American composer (born 1952)

Stephen Paul Hartke (born July 6, 1952) is an American composer. Hartke is best known as the composer of Meanwhile – Incidental Music to Imaginary Puppet Plays, winner of the Grammy Award for Best Contemporary Classical Composition in 2013.

Following a twenty six-year tenure at the Thornton School of Music of the University of Southern California, Hartke became the head of Oberlin Conservatory's composition department on July 1, 2015.

==Life==
Hartke was born in Orange, New Jersey. He studied at Yale University, the University of Pennsylvania, and the University of California, Santa Barbara. From 1984 to 1985, he was Fulbright Professor at the Universidade de São Paulo, Brazil. He joined the faculty of the Thornton School of Music at the University of Southern California in 1987. He was composer in residence at the Los Angeles Chamber Orchestra from 1988 to 1992. In 2015, he took Emeritus status at USC when he moved to Oberlin Conservatory to chair its composition department.

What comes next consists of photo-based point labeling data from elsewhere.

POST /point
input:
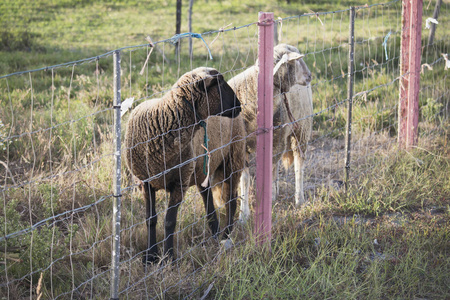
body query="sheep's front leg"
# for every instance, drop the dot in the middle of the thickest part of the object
(230, 206)
(210, 210)
(299, 170)
(151, 254)
(245, 190)
(275, 180)
(176, 196)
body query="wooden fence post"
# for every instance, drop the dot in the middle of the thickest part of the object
(410, 57)
(264, 138)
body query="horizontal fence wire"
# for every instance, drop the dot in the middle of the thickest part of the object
(56, 187)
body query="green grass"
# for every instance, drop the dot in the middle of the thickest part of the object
(323, 250)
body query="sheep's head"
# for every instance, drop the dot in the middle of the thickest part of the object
(208, 93)
(289, 68)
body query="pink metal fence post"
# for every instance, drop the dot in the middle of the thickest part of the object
(264, 139)
(410, 63)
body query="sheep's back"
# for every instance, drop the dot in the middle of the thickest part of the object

Hartke has received commissions from numerous groups, including the Orpheus Chamber Orchestra for the new Brandenburg Project, Glimmerglass Opera (for The Greater Good, or the Passion of Boule de Suif), the New York Philharmonic, the National Symphony Orchestra, and the Hilliard Ensemble. He received a Guggenheim Fellowship in 1997, a Charles Ives Prize from the American Academy of Arts and Letters in 2004, and the Charles Ives Opera Prize from the American Academy of Arts and Letters in 2008. His composition Meanwhile – Incidental Music to Imaginary Puppet Plays won a Grammy Award for Best Contemporary Classical Composition in 2013.

Hartke's musical influences include Stravinsky, medieval music, Tudor church music, bebop, gagaku, gamelan, other non-Western musics, and his teachers Leonardo Balada and George Rochberg.

Stephen Hartke lives in Oberlin, Ohio, with his wife Lisa Stidham and their son Sandy.